By Lucia Mutikani ,Reuters
WASHINGTON — A raft of U.S. economic data on Thursday from claims for jobless aid to factory activity and consumer prices pointed to a still tepid recovery and supported the argument for the Federal Reserve to maintain its monetary stimulus. The Fed is currently buying US$85 billion in bonds per month and has said it would keep up purchases until the labor market outlook improves substantially, although officials are increasingly divided over the wisdom of that course. “The economy is in a holding pattern. It’s not going to strengthen sufficiently to justify an end of the current program,” said Millan Mulraine, senior economist at TD Securities in New York.
Initial claims for state unemployment benefits increased 20,000 last week to a seasonally adjusted 362,000, unwinding the bulk of the prior week’s decline, the Labor Department said. A second report from the department showed consumer prices were flat for a second straight month in January as gasoline prices fell and the cost of food held steady. In the 12 months through January, consumer prices rose 1.6 percent, the smallest gain since July. That suggested there was little inflation pressure to worry the Fed. Concerns over tepid job growth prompted the U.S. central bank last year to embark on its open-ended bond buying program. However, minutes of the Fed’s Jan. 29-30 policy meeting published on Wednesday showed some policymakers feel the central bank may have to slow or stop the asset purchases before it sees an acceleration in job growth because of concerns over the financial risks of the program.
Those diverging views were evident on Thursday, with two Fed officials signaling support for scaling back the program, while another outlined the case for maintaining bond purchases until well into the second half of the year.

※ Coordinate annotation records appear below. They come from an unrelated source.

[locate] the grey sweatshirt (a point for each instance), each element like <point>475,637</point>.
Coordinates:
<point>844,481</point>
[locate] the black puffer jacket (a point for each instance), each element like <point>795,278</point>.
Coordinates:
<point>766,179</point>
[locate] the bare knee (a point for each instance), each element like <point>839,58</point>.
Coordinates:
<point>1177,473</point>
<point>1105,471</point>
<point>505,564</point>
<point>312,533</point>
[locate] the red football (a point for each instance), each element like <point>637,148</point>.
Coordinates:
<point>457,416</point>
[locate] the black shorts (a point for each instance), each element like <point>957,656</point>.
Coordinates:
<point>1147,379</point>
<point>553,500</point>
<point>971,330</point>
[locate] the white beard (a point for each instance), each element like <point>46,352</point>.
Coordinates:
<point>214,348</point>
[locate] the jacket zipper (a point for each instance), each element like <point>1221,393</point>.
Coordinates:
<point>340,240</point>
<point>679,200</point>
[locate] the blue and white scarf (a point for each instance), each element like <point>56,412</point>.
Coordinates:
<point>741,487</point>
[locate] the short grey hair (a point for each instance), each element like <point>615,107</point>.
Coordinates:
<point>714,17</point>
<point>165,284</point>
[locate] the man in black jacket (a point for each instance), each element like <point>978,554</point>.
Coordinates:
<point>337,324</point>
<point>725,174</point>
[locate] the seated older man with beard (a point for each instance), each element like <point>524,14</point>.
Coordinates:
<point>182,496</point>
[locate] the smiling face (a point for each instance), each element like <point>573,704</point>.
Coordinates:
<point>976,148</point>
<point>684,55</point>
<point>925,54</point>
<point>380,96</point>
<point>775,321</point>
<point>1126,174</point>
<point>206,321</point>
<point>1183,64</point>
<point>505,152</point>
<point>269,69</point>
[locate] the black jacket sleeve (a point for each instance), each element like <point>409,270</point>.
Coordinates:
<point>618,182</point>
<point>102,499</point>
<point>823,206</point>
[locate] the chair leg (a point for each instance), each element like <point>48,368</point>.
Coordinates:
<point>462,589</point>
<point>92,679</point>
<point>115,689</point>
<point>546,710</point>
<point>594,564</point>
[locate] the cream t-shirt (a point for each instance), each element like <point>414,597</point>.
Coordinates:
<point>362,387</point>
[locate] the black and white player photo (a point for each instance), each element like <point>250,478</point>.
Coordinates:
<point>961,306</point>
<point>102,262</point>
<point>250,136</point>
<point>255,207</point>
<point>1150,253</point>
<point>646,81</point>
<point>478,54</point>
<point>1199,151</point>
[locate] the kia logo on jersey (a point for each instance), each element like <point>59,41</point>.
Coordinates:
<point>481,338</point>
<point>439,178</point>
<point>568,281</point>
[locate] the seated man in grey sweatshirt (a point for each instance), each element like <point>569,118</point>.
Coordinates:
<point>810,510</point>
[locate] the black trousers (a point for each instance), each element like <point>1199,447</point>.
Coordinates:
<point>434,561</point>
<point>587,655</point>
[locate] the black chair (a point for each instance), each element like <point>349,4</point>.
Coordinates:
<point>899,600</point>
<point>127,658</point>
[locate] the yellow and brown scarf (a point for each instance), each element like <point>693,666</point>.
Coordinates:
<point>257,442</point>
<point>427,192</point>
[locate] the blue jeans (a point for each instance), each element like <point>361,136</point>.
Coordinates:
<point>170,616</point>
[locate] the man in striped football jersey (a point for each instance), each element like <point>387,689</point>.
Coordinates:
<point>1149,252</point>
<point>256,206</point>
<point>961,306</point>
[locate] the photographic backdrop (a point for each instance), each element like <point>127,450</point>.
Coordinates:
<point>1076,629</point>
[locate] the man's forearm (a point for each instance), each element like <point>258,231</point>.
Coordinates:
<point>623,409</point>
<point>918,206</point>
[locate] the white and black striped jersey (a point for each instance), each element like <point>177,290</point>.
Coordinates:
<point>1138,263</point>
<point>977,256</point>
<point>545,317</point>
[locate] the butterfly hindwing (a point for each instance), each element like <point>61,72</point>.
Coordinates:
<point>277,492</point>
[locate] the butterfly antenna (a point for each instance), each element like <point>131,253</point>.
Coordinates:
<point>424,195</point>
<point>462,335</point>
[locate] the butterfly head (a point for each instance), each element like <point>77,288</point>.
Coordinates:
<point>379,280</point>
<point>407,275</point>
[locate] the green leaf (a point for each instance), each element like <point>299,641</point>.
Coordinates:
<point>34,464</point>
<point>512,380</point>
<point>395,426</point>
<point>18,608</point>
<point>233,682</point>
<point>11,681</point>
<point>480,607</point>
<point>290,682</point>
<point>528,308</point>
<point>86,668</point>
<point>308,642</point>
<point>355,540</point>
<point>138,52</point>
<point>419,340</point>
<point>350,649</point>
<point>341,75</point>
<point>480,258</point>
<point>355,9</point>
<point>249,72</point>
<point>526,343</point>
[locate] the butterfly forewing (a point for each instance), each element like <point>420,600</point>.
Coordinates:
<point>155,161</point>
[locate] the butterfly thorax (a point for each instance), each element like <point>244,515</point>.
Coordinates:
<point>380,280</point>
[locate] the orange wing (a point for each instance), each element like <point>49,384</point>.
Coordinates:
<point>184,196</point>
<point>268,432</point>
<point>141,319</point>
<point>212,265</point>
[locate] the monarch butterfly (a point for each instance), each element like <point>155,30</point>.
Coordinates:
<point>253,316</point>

News on the manufacturing sector, which has supported the economy’s recovery from the 2007-09 recession, was downbeat. The Philadelphia Fed’s business activity index dropped to minus 12.5 in February, the lowest level since June. The index, which measures factory activity in the mid-Atlantic region, had fallen to minus 5.8 in January.
A reading below zero indicates contraction in the region’s manufacturing sector. The survey covers factories in eastern Pennsylvania, southern New Jersey and Delaware.